Other types of legitimate accounts can be seen as likely bots by the Botometer. The Botometer gave my own verified Twitter account a bot score of 3 out of 5 today, and it rated the verified Ars Technica account 3.6 out of 5.
The Botometer website’s FAQ cautions against labeling every account above a certain number a bot. “It’s tempting to set some arbitrary threshold score and consider everything above that number a bot and everything below a human, but we do not recommend this approach… We believe it is more informative to look at the distribution of scores over a sample of accounts,” the FAQ says.

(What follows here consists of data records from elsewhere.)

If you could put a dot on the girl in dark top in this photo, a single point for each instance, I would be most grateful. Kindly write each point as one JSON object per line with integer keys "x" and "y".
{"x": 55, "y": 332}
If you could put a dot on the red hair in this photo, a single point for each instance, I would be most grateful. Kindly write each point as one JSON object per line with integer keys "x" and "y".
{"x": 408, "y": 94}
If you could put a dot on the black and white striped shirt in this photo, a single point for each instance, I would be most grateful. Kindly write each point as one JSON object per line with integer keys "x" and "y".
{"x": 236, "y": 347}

Yang surprised Musk didn’t create a better tool
Yang also spoke to CNN recently, expressing surprise that Musk used the Botometer instead of creating something more precise. “To be honest, you know, Elon Musk is really rich, right? I had assumed he would spend money on hiring people to build some sophisticated tool or methods by himself,” Yang told CNN.
The Botometer is best used “to complement, not to replace, your own judgment,” the tool’s FAQ says, noting that “humans and machines have different strengths when it comes to pattern recognition. Some ‘obviously’ bot/human accounts according to a human observer will fool a machine-learning algorithm. For example, Botometer sometimes categorizes ‘organizational accounts’ as bot accounts. Likewise, an algorithm may confidently classify some accounts that humans have a hard time with.”

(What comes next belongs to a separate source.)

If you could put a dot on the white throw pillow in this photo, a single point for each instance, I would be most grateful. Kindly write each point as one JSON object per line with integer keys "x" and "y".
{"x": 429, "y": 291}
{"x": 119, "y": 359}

Twitter sued Musk in Delaware Court of Chancery after he tried to get out of his commitment to buy the company for $44 billion. Musk has defended his attempt to break the merger agreement by questioning Twitter’s public disclosure that less than 5 percent of its monetizable daily active users (mDAU) are spam or fake.
Twitter defends the accuracy of its estimates, saying they are based on “multiple human reviews (in replicate) of thousands of randomly selected accounts each quarter using both public and private data.” Twitter also says Musk has no right to exit the merger agreement based on the number of spam accounts.
Musk has plans for a more thorough spam analysis, his court filing said. “Defendants’ experts are continuing their analysis even now and, in anticipation of production of additional data by Twitter (including ‘private’ data that Twitter makes available to its human reviewers and contends is necessary to verify its reported less-than-5-percent spam and false user rate), intend to conduct a more comprehensive analysis and expect to present updated estimates and findings in expert reports and at trial,” Musk’s lawyers wrote.